7. Have ready 4 warmed plates and put a slice of lemon in the centre of each.
8. Place each fillet on a slice of lemon and fill the centre (the space left by removing the potato stick) with hollandise sauce. Spoon a little extra around the fish.
8. Garnish with deep fried curly leaf parsley and serve.

To make deep fried parsley, the parsley must be washed and dried very thoroughly. Place in the deep fat fryer and remove when it comes to the top of the oil. Drain on kitchen paper. 

Regards.
Archiduc


----------



## Constance (Feb 29, 2008)

That sounds awesome, Archiduc!


----------



## AllenOK (Mar 3, 2008)

Last year, at the club I work at, we tried a stuffed tilapia recipe.  I was originally planning on doing something similar to what you had done, but the Chef wanted us to use a shrimp mousse for the stuffing, and he wanted to make the single fish fillet into a "cone" shape.  He told us that he used to do it years ago, by making a mold out of foil, wrapping the fish fillet into a cone shape, and inserting it into the mold (the foil held the fish in place), then poaching the fish so it would hold it's shape.  Once the fish cooked, take it out, stuff it, and hold it cold until we got an order in, then bake it for a bit to heat it up, and finish in the salamander (kitchen term for a broiler) to brown the top.  We sauced it with a shrimp/shallot/cream sauce.

Now I'm getting ideas.  My other half bought some tilapia fillet, and they're in the freezer, just starting to call my name.


----------



## LadyCook61 (Mar 5, 2008)

archiduc, that sound so good, thanks for sharing.


----------



## BrazenAmateur (Mar 13, 2008)

I would have likely just done a meuniere or some approximation thereof.  I do it all the time with frozen tilapia and it tastes about ten times more expensive than it is to make.

Of course, it also has outrageous quantities of butter in it, so I should probably prepare and eat it less often, lol.


----------



## Constance (Mar 13, 2008)

You you mind sharing your recipe for fish meuniere? I'm trying to watch my weight, but I allow myself an occasional splurge.


----------



## BrazenAmateur (Mar 14, 2008)

I probably oversimplify it, but it's a really easy recipe.

First, I like to have clarified butter on hand at all times, so go ahead and clarify some if you don't already have it.  It's got a higher smoke point and I use it for a lot of my sauteeing.

(I'm going to leave measuring out entirely, just use what you need, I don't know how much you're making).

Prep:

Make sure fillets are absolutely dry and then season with s&p, then dredge in flour lightly.

Get some capers and rinse/drain them.  Use as many as you want to eat.  I love capers so I use a ton of them.

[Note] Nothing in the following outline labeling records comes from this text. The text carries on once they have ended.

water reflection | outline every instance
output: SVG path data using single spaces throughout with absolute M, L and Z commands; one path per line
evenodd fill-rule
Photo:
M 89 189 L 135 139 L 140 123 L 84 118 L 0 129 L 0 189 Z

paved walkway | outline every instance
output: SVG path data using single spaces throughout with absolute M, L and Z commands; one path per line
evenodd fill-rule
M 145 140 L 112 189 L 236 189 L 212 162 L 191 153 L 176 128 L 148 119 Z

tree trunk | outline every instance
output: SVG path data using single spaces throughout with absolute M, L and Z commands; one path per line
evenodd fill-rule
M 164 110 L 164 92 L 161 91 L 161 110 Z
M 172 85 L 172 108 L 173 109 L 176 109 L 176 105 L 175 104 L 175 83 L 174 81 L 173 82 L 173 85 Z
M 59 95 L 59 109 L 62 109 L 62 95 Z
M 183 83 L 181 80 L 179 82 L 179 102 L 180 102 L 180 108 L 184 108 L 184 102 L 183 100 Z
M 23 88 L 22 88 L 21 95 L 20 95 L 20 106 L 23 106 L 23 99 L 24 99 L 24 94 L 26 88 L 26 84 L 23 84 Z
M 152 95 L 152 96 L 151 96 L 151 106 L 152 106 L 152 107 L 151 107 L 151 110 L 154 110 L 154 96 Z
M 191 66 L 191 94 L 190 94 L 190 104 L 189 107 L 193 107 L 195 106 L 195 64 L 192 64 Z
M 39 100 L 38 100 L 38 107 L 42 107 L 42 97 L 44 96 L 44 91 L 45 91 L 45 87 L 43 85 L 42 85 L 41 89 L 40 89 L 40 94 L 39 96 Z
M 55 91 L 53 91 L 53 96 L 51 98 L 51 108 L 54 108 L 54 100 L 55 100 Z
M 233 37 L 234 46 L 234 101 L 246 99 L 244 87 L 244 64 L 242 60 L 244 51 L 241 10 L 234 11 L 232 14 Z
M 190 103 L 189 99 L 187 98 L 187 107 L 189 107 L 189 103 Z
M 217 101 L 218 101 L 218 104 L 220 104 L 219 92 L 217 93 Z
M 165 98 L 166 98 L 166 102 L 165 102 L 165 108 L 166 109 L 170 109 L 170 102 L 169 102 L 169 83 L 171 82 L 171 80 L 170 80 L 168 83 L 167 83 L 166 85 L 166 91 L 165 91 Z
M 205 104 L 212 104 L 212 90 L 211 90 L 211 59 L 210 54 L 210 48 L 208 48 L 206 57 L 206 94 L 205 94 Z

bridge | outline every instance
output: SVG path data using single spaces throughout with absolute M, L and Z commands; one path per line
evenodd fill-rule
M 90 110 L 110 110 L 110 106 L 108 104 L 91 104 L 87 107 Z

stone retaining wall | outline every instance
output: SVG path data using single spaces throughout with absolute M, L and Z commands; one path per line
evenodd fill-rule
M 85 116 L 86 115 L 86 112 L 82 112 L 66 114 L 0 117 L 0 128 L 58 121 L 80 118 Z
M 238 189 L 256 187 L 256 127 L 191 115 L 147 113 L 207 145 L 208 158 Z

Add butter to pan and melt over low heat.  Raise the flame a little and heat until butter becomes light brown, swirling occasionally.  Be careful not to pass the smoke point.  When the butter stops foaming, add your fish.  Cook briefly on each side until golden.

At this point, I like to tilt the pan and *rapidly* spoon melted butter over the fish, further coloring it and making it even more deliciously unhealthy.  I learned this from an instructional video with Barton Seaver cooking rockfish.

I will now squirt in a fair quantity of fresh lemon juice as well as add my capers.  You really don't want to cook the capers for a long time, a minute or so in the pan is more than enough.

In the timing of all this, it's important that you don't overcook your fish.

Remove fish and allow to drain.  I like to remove the capers seperately, then whisk the butter around a little bit and pour some on top of each piece of fish, then topping with capers.  Throw on some chiffonaded parsely if you've got any.

If you want an additional neato garnish, you can add thin lemon slices to the pan just before adding the fish.  Let them caramelize a little bit in the butter and then move them aside, still in the pan, to cook the fillets.  This may still require an additional infusion of lemon juice, but do it to taste.


----------